Notes by Lex Toumbourou

Object localization

• Localization and detection:
  1. Image classification:
  2. Figuring out what an image is.
  3. Output a class label.
  4. Usually one object.
  5. Classification with localization
  6. Figure out what an image is and put a bounding box around the thing.
  7. Output a class label plus bounding box coordinates.
  8. Usually one object.
  9. Detection
  10. Localizing multiple objects in a picture, potentially across different classes.
  11. Often multiple objects.
• Classification with localisation
  • Extends upon standard image classification to include bounding box in output.
  • Bounding box represented with 4 numbers:
    1. bx, by to represent the centre point of box.
    2. bw to represent the width (as ratio ie 0.7)
    3. bh to represent the height.
  • Defining the target label y (for 3 class problem):
    • Pc = probability that there's an object (output 0 if no object).
    • bx = centre point x coord.
    • by = centre point y coord.
    • bh = height.
    • bw = width.
    • c1 = is it class 1?
    • c2 = is it class 2?
    • c3 = is it class 3?

• Loss function when Pc = 1 can be sum of squares of all elements:

  $L(\hat{y},y) = (\hat{y}_1-y_1)^2 + (\hat{y}_2-y_2)^2 ... + (\hat{y}_8-y_8)$

  • (noting that there are 8 output labels)
  • When Pc = 0:

  $(\hat{y}_1-{y}_1)^2 \text{ if }y_1=0$

  • because you don't care about the other values
  • In practise, would use a log likelihood loss for c1, c2, c3 and squared error for bounding box coords.

Landmark Detection

• Model outputs x and y coords of important places: corner of eye, centre of nose etc.
• Building blocks of recognising emotions and things like snapchat filters.
• Requires big annotated training set.

Object Detection

• Creating car detection algorithm:
• Create dataset with closely cropped cars (either 1 (is car) or 0 (isn't car)) and train a model.
• Create a rectangle that slides across the image, for each rectangle feed to convnet to determine if it is or isn't a car.
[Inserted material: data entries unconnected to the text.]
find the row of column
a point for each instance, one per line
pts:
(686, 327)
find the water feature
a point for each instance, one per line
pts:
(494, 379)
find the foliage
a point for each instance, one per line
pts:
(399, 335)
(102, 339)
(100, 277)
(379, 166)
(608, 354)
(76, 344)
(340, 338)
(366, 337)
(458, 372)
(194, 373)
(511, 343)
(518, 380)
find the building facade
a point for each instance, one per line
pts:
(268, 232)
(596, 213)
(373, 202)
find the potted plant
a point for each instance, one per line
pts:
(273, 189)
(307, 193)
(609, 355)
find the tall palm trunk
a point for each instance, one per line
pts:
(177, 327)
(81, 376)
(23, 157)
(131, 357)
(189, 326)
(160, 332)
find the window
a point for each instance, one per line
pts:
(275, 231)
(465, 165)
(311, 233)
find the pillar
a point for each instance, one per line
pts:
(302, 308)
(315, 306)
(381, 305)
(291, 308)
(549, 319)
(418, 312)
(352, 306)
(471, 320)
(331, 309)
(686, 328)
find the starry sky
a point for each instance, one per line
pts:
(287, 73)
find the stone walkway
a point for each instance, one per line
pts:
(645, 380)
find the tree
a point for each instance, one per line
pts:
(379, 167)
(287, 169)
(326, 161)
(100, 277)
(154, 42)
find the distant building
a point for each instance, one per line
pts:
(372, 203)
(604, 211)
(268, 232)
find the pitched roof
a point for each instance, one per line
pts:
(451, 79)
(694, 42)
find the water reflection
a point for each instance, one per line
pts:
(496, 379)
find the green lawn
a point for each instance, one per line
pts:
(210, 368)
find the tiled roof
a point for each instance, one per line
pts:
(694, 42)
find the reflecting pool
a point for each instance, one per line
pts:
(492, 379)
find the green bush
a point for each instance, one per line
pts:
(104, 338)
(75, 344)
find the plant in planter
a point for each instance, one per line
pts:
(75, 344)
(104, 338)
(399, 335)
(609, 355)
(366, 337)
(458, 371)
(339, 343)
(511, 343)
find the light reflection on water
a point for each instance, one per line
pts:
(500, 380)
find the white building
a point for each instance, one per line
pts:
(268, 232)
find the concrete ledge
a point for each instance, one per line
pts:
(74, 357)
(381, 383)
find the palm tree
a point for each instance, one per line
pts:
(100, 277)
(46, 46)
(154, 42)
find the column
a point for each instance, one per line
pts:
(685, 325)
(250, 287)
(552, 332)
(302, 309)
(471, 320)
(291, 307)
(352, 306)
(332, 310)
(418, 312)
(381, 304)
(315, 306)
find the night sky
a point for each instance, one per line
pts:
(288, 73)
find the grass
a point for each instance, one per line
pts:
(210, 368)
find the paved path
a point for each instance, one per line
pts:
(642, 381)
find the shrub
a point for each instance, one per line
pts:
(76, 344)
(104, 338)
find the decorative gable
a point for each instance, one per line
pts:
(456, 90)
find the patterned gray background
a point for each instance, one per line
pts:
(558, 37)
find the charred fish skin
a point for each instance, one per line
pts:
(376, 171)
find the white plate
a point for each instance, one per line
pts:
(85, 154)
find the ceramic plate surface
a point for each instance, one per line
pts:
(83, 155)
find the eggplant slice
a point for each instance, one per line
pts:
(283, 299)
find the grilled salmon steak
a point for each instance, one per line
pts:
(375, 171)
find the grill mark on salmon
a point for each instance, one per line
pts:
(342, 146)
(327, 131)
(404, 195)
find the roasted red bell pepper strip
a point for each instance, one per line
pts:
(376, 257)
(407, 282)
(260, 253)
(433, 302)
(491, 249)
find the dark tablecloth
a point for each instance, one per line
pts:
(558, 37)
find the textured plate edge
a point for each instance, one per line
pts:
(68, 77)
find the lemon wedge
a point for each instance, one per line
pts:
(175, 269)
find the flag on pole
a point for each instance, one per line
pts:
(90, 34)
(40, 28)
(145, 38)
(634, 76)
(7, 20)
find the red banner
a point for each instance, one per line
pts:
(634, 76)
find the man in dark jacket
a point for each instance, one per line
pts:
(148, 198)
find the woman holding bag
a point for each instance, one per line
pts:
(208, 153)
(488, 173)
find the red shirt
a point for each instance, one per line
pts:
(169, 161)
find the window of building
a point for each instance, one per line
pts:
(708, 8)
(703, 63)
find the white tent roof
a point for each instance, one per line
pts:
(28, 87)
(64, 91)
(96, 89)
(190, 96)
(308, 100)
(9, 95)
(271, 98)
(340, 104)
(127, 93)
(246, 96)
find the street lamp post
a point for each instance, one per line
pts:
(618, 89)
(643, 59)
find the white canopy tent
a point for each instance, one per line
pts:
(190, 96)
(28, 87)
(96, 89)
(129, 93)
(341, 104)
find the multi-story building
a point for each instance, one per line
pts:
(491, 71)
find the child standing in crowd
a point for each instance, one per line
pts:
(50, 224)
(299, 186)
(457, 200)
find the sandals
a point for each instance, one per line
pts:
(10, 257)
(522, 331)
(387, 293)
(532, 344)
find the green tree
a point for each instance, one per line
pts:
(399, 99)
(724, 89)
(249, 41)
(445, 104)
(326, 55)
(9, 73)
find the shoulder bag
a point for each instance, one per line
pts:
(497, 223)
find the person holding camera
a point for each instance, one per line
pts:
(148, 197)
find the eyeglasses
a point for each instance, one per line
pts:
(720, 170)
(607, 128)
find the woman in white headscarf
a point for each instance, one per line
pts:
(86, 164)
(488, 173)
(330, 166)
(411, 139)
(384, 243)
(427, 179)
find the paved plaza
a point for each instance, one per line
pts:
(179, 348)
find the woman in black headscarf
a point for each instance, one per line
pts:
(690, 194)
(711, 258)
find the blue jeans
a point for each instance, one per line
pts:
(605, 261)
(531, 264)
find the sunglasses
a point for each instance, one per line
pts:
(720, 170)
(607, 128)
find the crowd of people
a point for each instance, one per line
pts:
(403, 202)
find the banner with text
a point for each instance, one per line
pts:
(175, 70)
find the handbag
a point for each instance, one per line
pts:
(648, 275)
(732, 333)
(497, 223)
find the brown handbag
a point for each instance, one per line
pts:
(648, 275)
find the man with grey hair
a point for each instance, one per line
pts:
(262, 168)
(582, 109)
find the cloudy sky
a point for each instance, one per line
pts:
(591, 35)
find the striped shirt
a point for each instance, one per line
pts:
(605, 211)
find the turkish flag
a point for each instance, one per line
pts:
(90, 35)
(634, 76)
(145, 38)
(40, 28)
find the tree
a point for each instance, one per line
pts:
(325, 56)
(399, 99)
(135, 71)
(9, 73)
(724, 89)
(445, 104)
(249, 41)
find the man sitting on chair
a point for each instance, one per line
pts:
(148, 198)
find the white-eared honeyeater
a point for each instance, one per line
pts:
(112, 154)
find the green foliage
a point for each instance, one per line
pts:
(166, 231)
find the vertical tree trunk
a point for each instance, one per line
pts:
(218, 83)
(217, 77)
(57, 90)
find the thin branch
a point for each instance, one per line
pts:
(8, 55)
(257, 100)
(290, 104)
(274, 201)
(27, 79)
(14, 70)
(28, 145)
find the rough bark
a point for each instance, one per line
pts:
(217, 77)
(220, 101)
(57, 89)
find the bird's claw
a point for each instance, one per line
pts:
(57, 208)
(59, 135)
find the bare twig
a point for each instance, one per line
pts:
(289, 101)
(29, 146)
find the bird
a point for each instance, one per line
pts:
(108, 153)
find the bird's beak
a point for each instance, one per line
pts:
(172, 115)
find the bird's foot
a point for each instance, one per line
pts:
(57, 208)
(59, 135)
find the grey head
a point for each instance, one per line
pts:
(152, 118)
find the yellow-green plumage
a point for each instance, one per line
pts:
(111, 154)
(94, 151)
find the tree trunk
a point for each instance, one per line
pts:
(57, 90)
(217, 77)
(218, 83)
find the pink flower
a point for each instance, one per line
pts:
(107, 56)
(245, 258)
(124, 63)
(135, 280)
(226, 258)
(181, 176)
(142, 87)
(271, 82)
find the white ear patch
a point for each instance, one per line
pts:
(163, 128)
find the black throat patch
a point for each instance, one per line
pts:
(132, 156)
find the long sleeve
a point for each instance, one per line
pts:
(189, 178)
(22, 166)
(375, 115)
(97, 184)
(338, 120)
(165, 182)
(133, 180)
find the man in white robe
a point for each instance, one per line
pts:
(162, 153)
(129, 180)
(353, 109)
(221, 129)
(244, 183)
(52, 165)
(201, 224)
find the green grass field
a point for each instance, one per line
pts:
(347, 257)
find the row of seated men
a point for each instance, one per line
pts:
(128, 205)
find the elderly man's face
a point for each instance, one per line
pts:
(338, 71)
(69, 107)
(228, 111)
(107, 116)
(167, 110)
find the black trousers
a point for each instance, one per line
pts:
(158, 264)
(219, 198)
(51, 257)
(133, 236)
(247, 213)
• Run multiple times with various different rectangle sizes.

• Bigger stride == lower computational cost, worse performance.

• Lower stride == high computational cost, better performance (more chance of sliding across target object).

Convolutional Implementation of Sliding Windows

• Can convert the fully connected final layers of a standard conv model to conv layers as follows:
  • Replace the second last fully connected layer, with 400 5x5 conv filters to return a 1x1x400 volume.
  • Replace the last fc layer with a 1x1x400 conv layer.
  • Replace the softmax output with a 1x1x4 conv layer.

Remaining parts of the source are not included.